The sprawling Ijora Badia slum on the outskirts of Nigeria’s bustling commercial hub Lagos has been a challenge to the authorities for years.

Two years back, with the aim of transforming the megacity and encouraging development of prime real estate, the Lagos State government had attempted to demolish and evict Ijora Badia. But peaceful protests by slum-dwellers and calls for a more sustainable approach, led by the Nigeria Slum and Informal Settlement Federation, an organization that advocates for the urban poor in 144 communities across Nigeria, led the authorities to cancel their demolition drive.

The federation raises funds to carry out development projects in the slums, where an estimated 65 percent of the 23 million population of Lagos lives. The Federation is currently building biofil toilets in several informal settlements. The biofil toilets rely on microorganisms to decompose the waste that was previously flushed into the coastal city’s waterways.

Gani Taiwo, a 41-year-old artist and social activist, and volunteer with the Federation is determined to use his talents to improve the settlement’s profile and raise the spirits of its residents. He paints colorful murals on the walls of the new biofil toilets.

“Everywhere is beautiful in as much as you can add a concept to it, not destroying it. So I feel like, okay the biofil toilet is a public toilet, let us make it something good, something cool so that people can even come around. The children around on the street, snap their photographs whenever they are having a birthday party or the kind of ceremonies around, so they can easily use the walls for all this kind of snapping, background all those things. I decided to say okay, let me use a different dimension,” Taiwo said.
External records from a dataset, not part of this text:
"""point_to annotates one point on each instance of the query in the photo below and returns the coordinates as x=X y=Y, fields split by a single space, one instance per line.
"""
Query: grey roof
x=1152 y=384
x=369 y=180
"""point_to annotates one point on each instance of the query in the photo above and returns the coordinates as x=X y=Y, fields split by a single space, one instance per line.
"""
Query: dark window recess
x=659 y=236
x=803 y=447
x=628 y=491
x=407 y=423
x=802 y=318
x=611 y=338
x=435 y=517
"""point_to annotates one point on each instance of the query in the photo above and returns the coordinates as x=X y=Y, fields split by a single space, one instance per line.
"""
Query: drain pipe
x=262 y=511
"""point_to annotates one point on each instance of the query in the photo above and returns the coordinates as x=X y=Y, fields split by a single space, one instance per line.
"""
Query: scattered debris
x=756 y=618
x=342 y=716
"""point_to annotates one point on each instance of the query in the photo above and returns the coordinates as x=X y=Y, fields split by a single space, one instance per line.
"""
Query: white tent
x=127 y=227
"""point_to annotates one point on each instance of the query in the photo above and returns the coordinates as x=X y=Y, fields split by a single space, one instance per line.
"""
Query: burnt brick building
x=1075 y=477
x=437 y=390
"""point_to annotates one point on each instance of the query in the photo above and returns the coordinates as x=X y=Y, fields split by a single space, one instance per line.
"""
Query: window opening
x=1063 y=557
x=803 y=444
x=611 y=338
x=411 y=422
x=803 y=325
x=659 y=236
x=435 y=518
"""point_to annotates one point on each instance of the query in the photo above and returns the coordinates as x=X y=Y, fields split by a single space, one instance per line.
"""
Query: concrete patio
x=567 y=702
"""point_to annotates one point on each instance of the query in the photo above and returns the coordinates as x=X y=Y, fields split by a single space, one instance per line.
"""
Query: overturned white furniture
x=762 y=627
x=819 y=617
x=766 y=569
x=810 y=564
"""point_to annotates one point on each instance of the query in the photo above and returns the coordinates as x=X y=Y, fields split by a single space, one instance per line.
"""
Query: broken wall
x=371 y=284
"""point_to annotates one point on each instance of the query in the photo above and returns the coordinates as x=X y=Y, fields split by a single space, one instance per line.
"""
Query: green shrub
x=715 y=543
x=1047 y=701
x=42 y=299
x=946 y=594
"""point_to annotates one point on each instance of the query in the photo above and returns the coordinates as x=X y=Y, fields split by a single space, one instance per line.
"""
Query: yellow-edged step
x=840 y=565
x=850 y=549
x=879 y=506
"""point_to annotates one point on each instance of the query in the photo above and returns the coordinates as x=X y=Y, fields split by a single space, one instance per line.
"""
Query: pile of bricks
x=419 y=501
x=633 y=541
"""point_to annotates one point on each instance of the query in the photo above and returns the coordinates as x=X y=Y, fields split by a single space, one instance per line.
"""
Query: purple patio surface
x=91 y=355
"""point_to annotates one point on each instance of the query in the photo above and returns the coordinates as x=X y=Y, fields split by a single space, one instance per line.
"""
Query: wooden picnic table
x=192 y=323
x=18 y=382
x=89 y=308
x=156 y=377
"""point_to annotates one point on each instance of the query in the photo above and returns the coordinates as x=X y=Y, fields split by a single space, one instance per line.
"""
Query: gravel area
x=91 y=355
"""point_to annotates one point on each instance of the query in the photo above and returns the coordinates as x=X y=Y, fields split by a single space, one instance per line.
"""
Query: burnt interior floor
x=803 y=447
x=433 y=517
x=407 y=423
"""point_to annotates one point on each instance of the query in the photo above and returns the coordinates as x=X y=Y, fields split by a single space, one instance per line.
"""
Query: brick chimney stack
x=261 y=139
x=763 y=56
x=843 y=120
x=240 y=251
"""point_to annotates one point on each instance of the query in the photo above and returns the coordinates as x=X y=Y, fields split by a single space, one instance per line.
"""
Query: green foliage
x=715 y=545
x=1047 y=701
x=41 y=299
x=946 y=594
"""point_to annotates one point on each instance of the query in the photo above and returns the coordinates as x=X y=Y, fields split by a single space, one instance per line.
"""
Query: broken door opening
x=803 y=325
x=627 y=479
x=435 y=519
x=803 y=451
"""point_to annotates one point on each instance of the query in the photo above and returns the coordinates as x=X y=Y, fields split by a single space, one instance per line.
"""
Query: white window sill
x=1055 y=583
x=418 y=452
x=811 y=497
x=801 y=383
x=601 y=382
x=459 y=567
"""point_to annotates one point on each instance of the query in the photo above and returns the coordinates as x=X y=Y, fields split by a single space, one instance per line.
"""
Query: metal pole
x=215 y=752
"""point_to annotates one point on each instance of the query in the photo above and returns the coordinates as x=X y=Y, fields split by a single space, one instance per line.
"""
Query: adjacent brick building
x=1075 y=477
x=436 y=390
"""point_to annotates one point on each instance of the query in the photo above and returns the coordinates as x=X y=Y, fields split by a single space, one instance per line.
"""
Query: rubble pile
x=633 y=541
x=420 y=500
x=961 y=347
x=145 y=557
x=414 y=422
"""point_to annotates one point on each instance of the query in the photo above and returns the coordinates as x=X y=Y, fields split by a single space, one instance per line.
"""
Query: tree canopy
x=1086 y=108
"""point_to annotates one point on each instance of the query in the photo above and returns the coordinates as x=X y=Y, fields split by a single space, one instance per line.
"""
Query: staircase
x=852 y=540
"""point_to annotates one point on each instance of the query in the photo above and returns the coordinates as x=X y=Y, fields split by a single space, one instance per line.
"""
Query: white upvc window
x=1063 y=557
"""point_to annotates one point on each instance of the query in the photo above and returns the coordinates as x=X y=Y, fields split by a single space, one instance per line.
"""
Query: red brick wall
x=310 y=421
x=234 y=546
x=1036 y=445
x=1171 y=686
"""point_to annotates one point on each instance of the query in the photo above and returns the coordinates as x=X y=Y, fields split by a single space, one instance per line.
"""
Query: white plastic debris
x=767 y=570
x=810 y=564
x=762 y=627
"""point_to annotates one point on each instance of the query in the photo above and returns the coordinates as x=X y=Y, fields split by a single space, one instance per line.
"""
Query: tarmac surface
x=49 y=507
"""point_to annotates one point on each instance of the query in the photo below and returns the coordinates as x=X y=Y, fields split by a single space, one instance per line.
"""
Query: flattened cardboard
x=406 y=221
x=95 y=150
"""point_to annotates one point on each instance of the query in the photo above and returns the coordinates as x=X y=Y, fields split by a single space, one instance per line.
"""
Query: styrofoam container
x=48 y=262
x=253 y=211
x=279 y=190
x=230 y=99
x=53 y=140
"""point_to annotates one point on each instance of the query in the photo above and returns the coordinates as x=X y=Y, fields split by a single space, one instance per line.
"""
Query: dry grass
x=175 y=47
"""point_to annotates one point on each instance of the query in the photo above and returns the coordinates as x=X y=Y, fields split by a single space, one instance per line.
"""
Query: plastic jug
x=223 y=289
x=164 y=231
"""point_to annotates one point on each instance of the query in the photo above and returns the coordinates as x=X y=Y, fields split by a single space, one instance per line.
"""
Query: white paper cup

Instead of sending us away you can come around, see what the problem is, and try to upgrade. You upgrade the slum, you don’t send the slum people away; you bring about development, the social amenities that are supposed to be there, water, good roads,” said Mr. Taiwo

A Gates Foundation report projected that by 2050 more than 40 percent of world’s extremely poor people will live in just two countries: Democratic Republic of the Congo and Nigeria.